Few days ago one of my sites got brute force attacked. The site is hosted on a shared server, and the webhosting shut my site down for consuming too much resources. After that I decided to dig into this issue a little deeper, so I started a discussion on a LinkedIn Group called “WordPress Developers.”
My question is: “My site got brute force attacked. Anyone had the same experiences, would you please share how your hosting company dealt with it? Any suggestions on preventing DDOS or brute force attacks, or hosting recommendation are welcome!”
I get 11 comments from others so far, there are several WordPress security plugins are recommended:
I actually installed a Sucuri security plugin (a premium version for their customer) on the site was attacked, it sends notification when login attempt fails, and it could block the suspicious IPs in their blacklist. But I guess it couldn’t defence a mass attack my site encountered, and maybe made it even worse for keep sending notification mails. So here are some suggestions for anyone who’s looking for non-plugin solution to brute force attacks:
- Whitelist your IPs in .htaccess
- Set a second password for your wp-admin if you don’t have static IP to whitelist
- Blacklist suspicious IPs in .htaccess if you don’t have static IP to whitelist
If you noticed, I added “preventing DDoS” to my question. I learned from great folks who gave me valued information included:
- “As far as I know there’s no reliable DDoS protection at the application level. I mean you can’t prevent a DDoS attack on your WordPress site by using a plugin or such. “
- “You could have load balancing in place to ensure availability by having additional infrastructure in place, or a hardware firewall with DDoS protection.”

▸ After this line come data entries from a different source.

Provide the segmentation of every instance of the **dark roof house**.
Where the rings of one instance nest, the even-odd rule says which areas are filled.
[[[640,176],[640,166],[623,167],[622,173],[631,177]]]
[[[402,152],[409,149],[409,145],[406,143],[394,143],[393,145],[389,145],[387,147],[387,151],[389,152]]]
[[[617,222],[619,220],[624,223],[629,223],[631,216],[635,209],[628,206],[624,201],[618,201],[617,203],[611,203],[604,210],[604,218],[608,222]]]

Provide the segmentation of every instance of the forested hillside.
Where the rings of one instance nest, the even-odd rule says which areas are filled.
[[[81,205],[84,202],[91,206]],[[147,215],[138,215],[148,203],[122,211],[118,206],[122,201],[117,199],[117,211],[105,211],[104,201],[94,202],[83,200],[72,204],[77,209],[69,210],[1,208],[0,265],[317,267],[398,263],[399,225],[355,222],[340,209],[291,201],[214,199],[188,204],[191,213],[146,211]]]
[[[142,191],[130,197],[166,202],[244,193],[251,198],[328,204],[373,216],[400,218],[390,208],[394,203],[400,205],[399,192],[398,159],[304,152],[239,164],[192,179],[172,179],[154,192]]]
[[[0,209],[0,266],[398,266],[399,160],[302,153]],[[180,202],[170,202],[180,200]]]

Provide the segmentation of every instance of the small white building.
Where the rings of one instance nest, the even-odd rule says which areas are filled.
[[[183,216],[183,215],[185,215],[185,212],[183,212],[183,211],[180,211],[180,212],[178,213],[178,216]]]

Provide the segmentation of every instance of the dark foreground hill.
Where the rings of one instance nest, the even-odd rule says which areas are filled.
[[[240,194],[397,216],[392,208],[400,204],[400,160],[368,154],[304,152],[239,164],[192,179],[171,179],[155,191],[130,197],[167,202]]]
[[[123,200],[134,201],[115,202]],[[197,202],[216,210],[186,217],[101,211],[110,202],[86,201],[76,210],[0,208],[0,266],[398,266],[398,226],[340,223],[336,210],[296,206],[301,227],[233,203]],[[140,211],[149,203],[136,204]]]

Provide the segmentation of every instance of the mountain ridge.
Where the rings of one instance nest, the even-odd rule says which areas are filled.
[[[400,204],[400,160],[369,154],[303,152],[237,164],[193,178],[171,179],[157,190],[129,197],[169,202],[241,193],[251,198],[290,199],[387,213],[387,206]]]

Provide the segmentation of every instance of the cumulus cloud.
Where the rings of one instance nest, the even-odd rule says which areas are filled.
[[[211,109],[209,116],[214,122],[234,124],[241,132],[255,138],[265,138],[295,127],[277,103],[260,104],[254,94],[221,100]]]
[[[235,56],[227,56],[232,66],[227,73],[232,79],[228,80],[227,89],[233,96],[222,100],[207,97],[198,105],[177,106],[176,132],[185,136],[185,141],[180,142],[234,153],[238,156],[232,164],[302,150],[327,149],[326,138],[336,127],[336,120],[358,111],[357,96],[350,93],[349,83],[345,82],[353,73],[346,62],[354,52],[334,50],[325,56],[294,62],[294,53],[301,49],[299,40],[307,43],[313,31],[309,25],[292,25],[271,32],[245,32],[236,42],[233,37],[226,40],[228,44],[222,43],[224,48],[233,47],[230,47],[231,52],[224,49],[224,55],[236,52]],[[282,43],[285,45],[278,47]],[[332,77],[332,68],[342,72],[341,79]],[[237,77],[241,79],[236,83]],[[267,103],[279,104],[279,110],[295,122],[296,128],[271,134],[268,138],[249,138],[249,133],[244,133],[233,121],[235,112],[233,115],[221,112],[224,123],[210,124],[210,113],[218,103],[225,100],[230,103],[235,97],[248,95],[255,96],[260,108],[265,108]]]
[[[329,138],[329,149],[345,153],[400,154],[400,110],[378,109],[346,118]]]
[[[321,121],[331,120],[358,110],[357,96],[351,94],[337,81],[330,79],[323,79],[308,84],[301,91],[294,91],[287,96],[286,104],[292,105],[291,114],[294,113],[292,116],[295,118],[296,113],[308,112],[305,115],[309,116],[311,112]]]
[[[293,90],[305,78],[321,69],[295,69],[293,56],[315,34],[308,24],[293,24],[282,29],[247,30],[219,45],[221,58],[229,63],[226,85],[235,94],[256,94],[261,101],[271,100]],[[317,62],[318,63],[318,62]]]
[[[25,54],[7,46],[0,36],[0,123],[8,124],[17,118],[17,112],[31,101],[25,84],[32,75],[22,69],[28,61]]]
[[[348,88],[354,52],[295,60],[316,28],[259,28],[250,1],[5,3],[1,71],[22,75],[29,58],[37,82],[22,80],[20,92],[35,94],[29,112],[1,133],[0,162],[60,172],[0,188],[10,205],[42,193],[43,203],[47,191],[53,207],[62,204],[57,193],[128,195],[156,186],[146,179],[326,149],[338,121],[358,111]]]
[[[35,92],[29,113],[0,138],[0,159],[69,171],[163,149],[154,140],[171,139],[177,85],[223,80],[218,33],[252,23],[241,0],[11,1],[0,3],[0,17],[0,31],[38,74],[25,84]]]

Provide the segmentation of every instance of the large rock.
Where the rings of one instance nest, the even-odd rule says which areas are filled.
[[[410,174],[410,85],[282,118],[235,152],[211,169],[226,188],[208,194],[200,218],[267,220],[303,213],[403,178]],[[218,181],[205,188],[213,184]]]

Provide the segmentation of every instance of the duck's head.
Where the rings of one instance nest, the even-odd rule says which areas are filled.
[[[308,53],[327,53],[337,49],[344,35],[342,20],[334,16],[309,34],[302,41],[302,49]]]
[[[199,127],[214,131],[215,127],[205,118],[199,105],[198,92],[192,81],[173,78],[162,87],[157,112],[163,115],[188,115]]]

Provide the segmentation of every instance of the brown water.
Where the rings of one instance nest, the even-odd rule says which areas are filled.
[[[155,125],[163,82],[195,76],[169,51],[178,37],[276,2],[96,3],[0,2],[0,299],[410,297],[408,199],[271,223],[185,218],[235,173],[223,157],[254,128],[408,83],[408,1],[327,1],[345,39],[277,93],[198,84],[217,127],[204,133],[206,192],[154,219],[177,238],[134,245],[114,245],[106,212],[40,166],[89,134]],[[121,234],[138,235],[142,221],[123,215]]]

- “DDOS is almost impossible to prevent. If they really want to take your site down by DDos they will probably get it right.”
- “captcha is for reducing spam on your site, and logically a spammer does not wants the website to go down – as he wants to be able to post, while in case of a a DDoS attack the attacker wants to put the site down. “
- “I’ve found the most success using CloudFlare, which sits in front of your site and takes on all the bad hits and knows from multiple sites across their enterprise which IP addresses are causing mayhem. This significantly reduces how much of that traffic hits your server/site. They also filter out other known bad guys, including bad crawler bots.”
That really help me a lot cause I’m kinda confused by the difference between brute force attacks and DDoS. Now suppose answers from my group folks are right, I have a new question: “Should webhosting service provide DDoS protection on a shared hosting since it can’t be prevented at the application level?”
According to my chat script with MediaTemple support, he responded: “Unfortunately, we don’t have ddos protection or a IP ban available on a (gs) Grid-Service.” I’m okay with it, I just don’t understand – WHY NOT?
Let me try to figure it out and share with you in the future posts. 🙂
5 thoughts on “Lessons learned after brute force attacks”
Thanks for quoting me in your blog post.
Regarding your question, most of the hosting companies started their business a while ago when DDoS attacks where a theoretical threat – not a practical one.
They could offer this, but it will also mean additional costs in resources, both infrastructure and people.
Is still quite hard for someone to achieve it, and yes temporarily banning an IP address would help protecting from a brute-force attack but not from a DDoS attack.
If you have a critical service, than needs 100% uptime you can benchmark it with various amounts of traffic in an enclosed environment, and then when you’re confident release it to the public.
Adrian, thanks for answering my question again! I could understand the DDoS is hard to prevent, just think it would be great for a webhosting, to show the customers that you’re taking care of them even the it’s technically impossible.